Each Republican candidate says he cares about the deficit. And each candidate's plan raises the deficit. Are they all bad at math, or do they just not care enough to do it right?
The four remaining GOP candidates have a simple and straightforward plan for the direction of our federal debt. Up. Way up.
That's the conclusion from a new report comparing the tax-and-spending plans from Newt Gingrich, Mitt Romney, Ron Paul, and Rick Santorum, from the Committee for a Responsible Federal Budget.

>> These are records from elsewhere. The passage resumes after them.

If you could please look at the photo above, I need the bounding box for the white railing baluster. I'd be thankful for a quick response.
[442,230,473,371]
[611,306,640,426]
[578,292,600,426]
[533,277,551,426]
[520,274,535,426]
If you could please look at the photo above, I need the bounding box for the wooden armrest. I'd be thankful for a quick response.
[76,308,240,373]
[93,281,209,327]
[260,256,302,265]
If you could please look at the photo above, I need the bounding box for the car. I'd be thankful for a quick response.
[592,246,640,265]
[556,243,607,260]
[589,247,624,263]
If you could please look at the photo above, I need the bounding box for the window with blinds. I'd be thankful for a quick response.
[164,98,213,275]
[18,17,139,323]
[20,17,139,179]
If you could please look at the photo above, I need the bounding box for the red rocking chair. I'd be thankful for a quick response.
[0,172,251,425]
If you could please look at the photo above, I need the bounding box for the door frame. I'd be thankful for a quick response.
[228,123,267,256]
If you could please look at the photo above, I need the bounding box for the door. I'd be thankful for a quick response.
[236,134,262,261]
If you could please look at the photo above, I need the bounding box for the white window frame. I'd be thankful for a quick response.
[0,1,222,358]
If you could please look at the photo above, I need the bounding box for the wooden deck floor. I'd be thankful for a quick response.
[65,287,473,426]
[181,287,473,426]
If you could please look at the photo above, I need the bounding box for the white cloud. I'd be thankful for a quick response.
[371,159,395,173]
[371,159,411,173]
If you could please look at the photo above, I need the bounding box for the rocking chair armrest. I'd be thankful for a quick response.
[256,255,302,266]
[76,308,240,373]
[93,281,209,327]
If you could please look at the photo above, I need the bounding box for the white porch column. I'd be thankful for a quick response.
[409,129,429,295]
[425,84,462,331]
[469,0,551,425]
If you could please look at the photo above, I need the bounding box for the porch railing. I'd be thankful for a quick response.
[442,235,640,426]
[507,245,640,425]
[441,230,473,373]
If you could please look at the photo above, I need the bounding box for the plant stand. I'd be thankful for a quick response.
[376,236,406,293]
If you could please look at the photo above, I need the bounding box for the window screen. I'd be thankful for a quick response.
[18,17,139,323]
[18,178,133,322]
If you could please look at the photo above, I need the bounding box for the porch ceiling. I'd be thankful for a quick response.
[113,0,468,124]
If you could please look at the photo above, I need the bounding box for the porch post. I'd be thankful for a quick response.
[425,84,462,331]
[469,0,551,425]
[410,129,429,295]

Today, public debt is equal to about 70% of our economy. If Congress allowed current law to play itself out, the Bush tax cuts would expire and that number would fall to about 60%, according to various estimates. That's pretty stable. But nobody wants the "current law" scenario to play out. Not Congress, not the Senate, not the White House, and certainly not the Republican field. So we need another plan. Problem is, most of the other plans don't get us anywhere near stability. In fact, the GOP plans would raise our debt burden to anywhere between 67% and a whopping 126% of the economy by 2021, according to CRFB.
This graph compares the moderate estimates for each candidates' debt plan against the president's. This is all smart guesswork, mind you, but it offers a nonpartisan view of the sort of "deficit reduction" we're really getting under these proposals. This Y-axis starts at 60, which is the target debt/GDP ratio for CRFB.

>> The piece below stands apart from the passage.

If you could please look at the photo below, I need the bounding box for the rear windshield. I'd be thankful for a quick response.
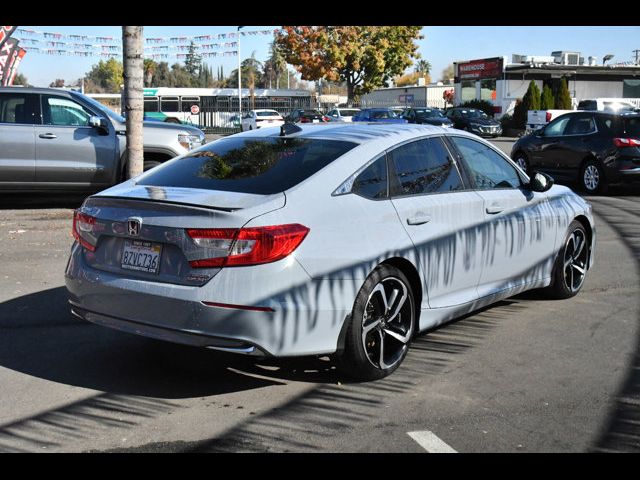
[256,110,280,117]
[137,137,358,195]
[624,117,640,138]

Okay, so beating 60% is too hard. Let's move the limbo bar up a notch. CRFB also calculates its own "realistic baseline." This sounds complicated, but it's the deficit reducer's equivalent of Beginner's Level. This baseline assumes that the Bush tax
cuts are extended, some scheduled spending cuts are ignored,
and Congress upholds its proud tradition of pushing off hard decisions while it pushes up our debt burden. Sounds reasonable and easy to beat with a few smart cuts and tax changes. But even playing the game on Beginner, every GOP candidate that has ever led a national poll loses the game. Only Ron Paul wins, with a whopping $7.5 trillion in spending cuts.
According to White House projections, the president's budget (red in the graph below) wins the deficit reduction game (on Beginner's Level, at least). The reason is all in the taxes. Each of the GOP candidates cut taxes dramatically and can't find adequate savings, while the president proposes $1.5 trillion in tax increases concentrated on the richest 2%.
Let me anticipate some of your objections. First, the White House relies on optimistic growth numbers that might not play out. Slower growth would lead to higher deficits, because tax revenue wouldn't keep up with mandatory spending. Second, this is all guess work, and there's more than one way to guess. Conservative economists who support tax cuts might want to sell you on "dynamic scoring," which presumes that tax cuts lead to growth, which makes us richer, which increases tax revenue. This is the "tax cuts pay for themselves" argument, and it might be true in the future, but it has a spotty record in the past. Effective and marginal tax rates have fallen for the last 30 years, and growth since 2000 hasn't been so hot.
These plans don't accidentally raise the deficit. They just don't care about the deficit. Deficit reduction isn't hard to do, arithmetically. You raise taxes over time. You control discretionary spending. You clear the way for health care cost innovation while introducing policies that will limit health care in the future. It's not rocket science, it's math. The hard stuff is getting Congress to agree to your math. But how is that supposed to happen if pols refuse to do even the basic addition and subtraction when it's just them and a blank sheet of paper? What does it say about a party that believes "deficit reduction" is a worthy phrase, but not a worthy goal? And what does it say about our political system, and the GOP candidates in particular, that we're normalized to the idea that politicians offer debt-reduction plans that can't even live up to their name?